Preaching That is Not Preaching At All But Merely Teaching
Tragically there are many men in ministry who do not know the difference between teaching and preaching. But there is a very real difference. That vast body of men who consider themselves preachers but are really teachers constitutes a major hindrance to revival. Do you know the difference?
Over a period of some years I was a frequent visitor in the home of a leading theological bookseller in the United Kingdom whom I had taken to be a very placid man. Then one day he called me indicating he was going to visit the United States and would like to spend some time with us in our home. We were delighted to be a part of his American itinerary. Upon my next visit to his home in England, I enquired concerning his impressions of this first visit to America. I was astonished at the vehemence of his response. In no uncertain terms he declared his great disappointment in not hearing a single preacher in America, albeit he had visited numerous churches in widely scattered areas. While he acknowledge hearing many teachers, he adamantly insisted he had not heard a single preacher. When I quietly asked, “What, in your opinion, is the difference between teaching and preaching?” I was amazed at the vigor with which he insisted, “It is not a matter of my opinion! It is a well established fact!
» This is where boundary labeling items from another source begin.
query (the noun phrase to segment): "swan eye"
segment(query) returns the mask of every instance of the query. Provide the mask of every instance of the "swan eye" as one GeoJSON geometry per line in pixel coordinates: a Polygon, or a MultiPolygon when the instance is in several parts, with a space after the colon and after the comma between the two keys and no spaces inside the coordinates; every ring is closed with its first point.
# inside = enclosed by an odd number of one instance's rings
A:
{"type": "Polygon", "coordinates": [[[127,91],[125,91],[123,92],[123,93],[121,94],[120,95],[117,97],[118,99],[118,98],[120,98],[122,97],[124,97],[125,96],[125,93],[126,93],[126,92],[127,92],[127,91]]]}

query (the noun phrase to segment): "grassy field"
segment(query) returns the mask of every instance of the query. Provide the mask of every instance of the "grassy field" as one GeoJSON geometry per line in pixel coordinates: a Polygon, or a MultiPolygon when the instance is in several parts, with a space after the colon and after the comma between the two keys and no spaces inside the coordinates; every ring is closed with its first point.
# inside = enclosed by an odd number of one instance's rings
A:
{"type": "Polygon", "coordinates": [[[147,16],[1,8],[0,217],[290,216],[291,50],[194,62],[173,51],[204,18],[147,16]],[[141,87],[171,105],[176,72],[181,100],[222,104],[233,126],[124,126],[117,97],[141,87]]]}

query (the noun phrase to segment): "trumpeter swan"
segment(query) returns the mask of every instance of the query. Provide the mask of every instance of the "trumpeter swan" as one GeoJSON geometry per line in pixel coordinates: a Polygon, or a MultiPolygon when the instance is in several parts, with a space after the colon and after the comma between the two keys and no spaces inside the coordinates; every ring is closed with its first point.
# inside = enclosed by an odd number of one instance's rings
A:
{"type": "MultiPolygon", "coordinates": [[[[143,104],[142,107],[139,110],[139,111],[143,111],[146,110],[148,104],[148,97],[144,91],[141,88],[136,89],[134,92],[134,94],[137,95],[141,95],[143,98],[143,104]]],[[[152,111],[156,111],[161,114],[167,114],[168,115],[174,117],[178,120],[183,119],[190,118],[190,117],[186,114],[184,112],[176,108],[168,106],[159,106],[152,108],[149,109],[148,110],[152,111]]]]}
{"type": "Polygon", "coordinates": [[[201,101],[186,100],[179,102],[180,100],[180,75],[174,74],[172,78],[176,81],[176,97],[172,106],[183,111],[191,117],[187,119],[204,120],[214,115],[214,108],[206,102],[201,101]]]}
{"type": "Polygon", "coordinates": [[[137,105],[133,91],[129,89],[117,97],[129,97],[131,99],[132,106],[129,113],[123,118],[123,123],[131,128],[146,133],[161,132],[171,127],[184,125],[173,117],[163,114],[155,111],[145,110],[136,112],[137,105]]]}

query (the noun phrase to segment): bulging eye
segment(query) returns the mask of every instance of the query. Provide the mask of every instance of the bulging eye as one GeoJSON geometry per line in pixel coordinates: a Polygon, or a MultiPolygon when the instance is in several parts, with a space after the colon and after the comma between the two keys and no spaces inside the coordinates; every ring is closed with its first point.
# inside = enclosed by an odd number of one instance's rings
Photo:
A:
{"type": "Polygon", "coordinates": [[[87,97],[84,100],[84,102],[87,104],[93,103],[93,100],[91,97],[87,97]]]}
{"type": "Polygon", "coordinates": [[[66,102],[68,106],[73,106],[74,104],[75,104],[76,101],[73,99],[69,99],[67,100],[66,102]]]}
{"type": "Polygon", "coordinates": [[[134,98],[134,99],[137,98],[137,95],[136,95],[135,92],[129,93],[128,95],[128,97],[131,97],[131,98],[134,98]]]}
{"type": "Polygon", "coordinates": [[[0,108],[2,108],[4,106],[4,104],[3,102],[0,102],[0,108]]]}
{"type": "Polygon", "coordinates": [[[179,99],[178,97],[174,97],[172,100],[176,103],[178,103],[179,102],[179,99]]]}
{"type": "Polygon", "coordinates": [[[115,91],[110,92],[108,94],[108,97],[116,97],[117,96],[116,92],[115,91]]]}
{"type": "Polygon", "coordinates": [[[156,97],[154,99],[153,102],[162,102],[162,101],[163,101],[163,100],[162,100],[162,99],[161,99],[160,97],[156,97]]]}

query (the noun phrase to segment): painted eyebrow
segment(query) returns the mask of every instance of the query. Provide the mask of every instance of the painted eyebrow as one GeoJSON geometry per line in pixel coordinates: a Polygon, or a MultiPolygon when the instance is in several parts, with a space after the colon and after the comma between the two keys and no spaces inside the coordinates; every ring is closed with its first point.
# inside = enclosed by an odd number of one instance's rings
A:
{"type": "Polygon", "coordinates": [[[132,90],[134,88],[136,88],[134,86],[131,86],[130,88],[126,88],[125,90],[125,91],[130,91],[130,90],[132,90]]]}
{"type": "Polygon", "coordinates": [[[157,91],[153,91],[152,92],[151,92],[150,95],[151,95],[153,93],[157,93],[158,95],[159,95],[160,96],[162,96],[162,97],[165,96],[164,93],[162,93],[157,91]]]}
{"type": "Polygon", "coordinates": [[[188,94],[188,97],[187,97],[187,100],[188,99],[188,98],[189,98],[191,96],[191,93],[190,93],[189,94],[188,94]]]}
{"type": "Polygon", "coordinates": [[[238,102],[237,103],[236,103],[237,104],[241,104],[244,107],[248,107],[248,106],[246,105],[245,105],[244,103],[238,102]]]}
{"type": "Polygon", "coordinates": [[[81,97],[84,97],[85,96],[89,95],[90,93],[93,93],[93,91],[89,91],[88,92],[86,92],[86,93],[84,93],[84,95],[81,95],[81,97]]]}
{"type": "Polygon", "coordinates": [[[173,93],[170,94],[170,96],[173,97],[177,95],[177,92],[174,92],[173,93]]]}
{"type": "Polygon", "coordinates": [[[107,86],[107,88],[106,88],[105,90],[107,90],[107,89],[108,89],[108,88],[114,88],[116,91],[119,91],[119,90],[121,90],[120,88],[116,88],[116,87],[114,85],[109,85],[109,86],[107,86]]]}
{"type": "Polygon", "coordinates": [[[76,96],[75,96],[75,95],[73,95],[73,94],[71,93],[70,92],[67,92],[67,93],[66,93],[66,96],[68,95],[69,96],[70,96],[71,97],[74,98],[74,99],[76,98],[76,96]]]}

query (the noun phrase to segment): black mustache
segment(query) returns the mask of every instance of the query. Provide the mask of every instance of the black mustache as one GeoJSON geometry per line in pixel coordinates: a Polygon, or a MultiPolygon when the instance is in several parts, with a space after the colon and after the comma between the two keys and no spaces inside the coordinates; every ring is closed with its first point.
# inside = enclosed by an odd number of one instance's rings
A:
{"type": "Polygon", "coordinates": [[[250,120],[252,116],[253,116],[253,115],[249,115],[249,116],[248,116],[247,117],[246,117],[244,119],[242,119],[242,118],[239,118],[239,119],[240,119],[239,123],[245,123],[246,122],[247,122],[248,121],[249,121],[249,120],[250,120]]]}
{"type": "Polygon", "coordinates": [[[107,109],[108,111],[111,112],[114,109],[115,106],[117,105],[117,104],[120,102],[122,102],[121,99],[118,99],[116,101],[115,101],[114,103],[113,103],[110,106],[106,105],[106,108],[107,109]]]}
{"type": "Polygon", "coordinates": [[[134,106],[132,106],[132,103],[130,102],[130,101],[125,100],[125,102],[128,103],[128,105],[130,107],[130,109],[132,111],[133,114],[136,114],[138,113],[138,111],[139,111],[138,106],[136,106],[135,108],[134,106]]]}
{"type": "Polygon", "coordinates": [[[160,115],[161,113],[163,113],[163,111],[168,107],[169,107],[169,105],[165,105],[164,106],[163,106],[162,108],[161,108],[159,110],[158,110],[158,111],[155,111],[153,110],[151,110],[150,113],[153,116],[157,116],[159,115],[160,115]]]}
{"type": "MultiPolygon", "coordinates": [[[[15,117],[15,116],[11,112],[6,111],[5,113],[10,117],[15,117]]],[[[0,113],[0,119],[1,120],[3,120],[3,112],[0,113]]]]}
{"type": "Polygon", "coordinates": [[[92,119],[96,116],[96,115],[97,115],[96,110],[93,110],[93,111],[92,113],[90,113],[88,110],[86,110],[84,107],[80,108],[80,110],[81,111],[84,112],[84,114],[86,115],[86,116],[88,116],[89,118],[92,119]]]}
To teach is to inform! To preach is to move! I heard all kinds of teaching in America but I was never moved from where I am to where I ought to be!”
Have you caught that distinction? There appears to be tens-of-thousands of churches throughout the world where you can become better informed about a huge variety of issues, religious and otherwise, but where you will never be moved from where you are to where you ought to be. Granted, every sermon ought to convey information, but it will do much more than that if it is true preaching!